MSN · Transport

Metro Transit Route 20

Local bus

Local bus 25-35 min airport–Capitol in vehicle, longer with waiting $2.00

$2.00 gets you from MSN to the Capitol on Route 20

Metro Transit Route 20 is the only city bus that pulls directly into the Dane County Regional (MSN) airport loop outside the Main terminal, and it runs to the Capitol area for $2.00 a ride. In light traffic, the in-vehicle time from the airport to downtown is usually 25–35 minutes, but you should plan on 35–45 minutes door to door once you add waiting. Pay cash on board or use a Metro pass; drivers don’t give change, so bring small bills.
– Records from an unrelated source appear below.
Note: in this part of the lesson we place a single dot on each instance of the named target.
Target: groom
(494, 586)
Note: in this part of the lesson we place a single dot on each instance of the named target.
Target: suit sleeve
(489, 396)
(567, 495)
Service is weekday-only with big gaps: Route 20 generally comes every 30–60 minutes during the day, with no late-night trips and no Sunday service at all. That “every 30–60” means you might luck into a bus within 10 minutes of landing, or you might sit at the curb outside baggage claim for nearly an hour. If your flight lands in the evening, assume the bus may already be done for the day and check the current schedule before you board your plane.

The sweet spot is East Washington Avenue hotels and near east side addresses, because Route 20 runs straight from the airport loop to East Wash without forcing you through a downtown transfer first. If your hotel is one of the chain properties along East Wash, you can often ride door to near-door for $2.00 instead of a $25+ Uber. Riders on r/madisonwi specifically call it “stupidly cheap” for that corridor when it’s running.

Here’s how to use it in 5 steps: 1) After exiting the Main terminal baggage claim, follow signs to the airport bus stop on the inner loop. 2) Check the posted Metro timetable or your phone to confirm the next Route 20 toward Capitol/East Washington. 3) Have $2.00 ready (as of 2024) or a valid pass before the bus arrives. 4) Tell the driver your stop, like “Capitol Square” or a specific East Washington cross street, and watch the interior display for your stop name. 5) Pull the yellow cord before your stop, exit, then walk the last block or two to your hotel or destination.

Regulars sometimes time flights to land while Route 20 still runs, then transfer downtown to another route for the UW campus or west side within the standard transfer window. Others mention that if Route 20 is off the clock, they’ll walk out to East Washington Avenue and use more frequent trunk routes from there, but only with light bags and decent weather. That walk is roughly 10–15 minutes depending on your pace.

Watch out for three things: the early evening cutoff, the total lack of Sunday service, and occasional confusion after network redesigns about whether Route 20 still hits certain East Wash stops. Before you rely on it, pull up the current Route 20 map on cityofmadison.com/metro and match your hotel’s exact address to a stop name. The practical move: have Uber, Lyft, or a local cab number saved in your phone as a backup in case your flight or the bus schedule slips.